DURATION OF TAMOXIFEN THERAPY
Breast cancer is a disease with at least a 20-year natural history. The question is, “Would 10 years of tamoxifen be better than five years for providing protection against recurrence in the second decade after diagnosis?” There are almost as many breast cancer deaths in the second decade after diagnosis as in the first. We’ve really got to think on a long-term scale. When we do that, the idea that 10 years might be better than five years actually becomes quite interesting. We’ve got virtually no information on that second decade.

—Richard Peto, FRS

INTERGROUP 0101 STUDY OF ADJUVANT OVARIAN ABLATION
The study was designed a long time ago, and at a time when there was increasing interest in ovarian ablation because of the meta-analysis and because there were now drugs available that could lead to chemical castration as opposed to surgical ablation.

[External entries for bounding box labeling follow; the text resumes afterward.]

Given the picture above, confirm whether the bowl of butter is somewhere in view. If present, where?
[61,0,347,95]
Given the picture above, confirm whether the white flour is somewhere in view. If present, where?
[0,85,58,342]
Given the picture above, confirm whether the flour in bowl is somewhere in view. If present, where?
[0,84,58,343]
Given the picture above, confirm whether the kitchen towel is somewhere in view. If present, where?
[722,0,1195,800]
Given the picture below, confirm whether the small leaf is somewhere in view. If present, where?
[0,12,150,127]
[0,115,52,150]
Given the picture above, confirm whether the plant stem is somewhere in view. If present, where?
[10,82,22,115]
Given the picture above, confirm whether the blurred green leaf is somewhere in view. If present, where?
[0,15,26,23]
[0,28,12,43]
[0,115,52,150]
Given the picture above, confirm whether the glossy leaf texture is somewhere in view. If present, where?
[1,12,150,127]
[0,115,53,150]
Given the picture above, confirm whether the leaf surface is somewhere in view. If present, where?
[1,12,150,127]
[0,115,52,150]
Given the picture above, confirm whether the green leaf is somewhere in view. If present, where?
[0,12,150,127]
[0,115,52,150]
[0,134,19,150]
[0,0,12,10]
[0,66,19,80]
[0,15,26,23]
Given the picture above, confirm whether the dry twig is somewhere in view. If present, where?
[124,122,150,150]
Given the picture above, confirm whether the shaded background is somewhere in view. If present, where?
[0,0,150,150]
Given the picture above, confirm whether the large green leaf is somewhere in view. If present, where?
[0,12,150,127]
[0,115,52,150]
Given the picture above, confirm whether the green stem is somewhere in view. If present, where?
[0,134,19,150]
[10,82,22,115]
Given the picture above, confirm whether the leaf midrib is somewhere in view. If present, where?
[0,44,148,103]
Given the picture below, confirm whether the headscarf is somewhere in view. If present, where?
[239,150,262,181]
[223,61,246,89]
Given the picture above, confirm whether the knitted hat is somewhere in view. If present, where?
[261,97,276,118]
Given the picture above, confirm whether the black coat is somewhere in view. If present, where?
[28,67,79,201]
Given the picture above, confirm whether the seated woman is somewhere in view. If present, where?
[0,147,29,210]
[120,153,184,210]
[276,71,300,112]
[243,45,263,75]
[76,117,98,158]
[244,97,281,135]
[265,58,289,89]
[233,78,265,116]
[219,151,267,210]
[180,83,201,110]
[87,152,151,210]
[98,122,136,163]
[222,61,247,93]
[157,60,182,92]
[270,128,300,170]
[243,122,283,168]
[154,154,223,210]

In the best of all worlds we would have had a 4th arm of CAF followed by tamoxifen, but at the time we weren't sure that we could accrue to that trial in a timely fashion and have something to talk about.

The disease-free survival was better for the group receiving CAFZT compared to CAFZ. There was a borderline impact of CAFZ compared to CAF. An unplanned preliminary, retrospective subset analysis demonstrated that younger women — arbitrarily defined as women under the age of 40 — seemed to do better with Zoladex®(goserelin acetate implant). Perhaps that's not surprising, because those women are the least likely to be made postmenopausal by chemotherapy. There's also a suggestion that women with premenopausal estrogen levels after chemotherapy were destined to derive benefit from Zoladex. The big clinical question now is what to do with the young woman who is premenopausal at the end of chemotherapy? Most of them receive tamoxifen as a matter of routine, and I personally am not using LHRH agonists in that situation right now, but some of our very good colleagues have looked at these trial results and said that they think it is legitimate to do.

— Nancy E Davidson, MD

ADJUVANT OVARIAN ABLATION
We now have several trials demonstrating that in receptor-positive premenopausal patients, ovarian ablation is as effective as CMF — and, in fact, there’s almost a suggestion that it is better. In the ECOG study (Intergroup 0101), patients received CAF, which everyone would consider state-of-the-art chemotherapy. In that trial, there was additional benefit from adding ovarian ablation to CAF — certainly among women under age 40. That study really changed my thinking, and I have now moved to the point that if a woman receives adjuvant chemotherapy and does not stop menstruating, I routinely add the LHRH agonist, Zoladex, with tamoxifen.

— I Craig Henderson, MD

AUSTRIAN TRIAL: ABCSG 12
The basis for this trial was a study presented at ASCO whereby patients were randomized either to CMF or to Zoladex plus tamoxifen. This was in premenopausal, ER-positive patients, and what it showed was that the early recurrence-free survival curves were in favor of the endocrine arm. And so they have taken that as the control arm for the next study, and they’re now comparing Zoladex plus tamoxifen to Zoladex plus Arimidex.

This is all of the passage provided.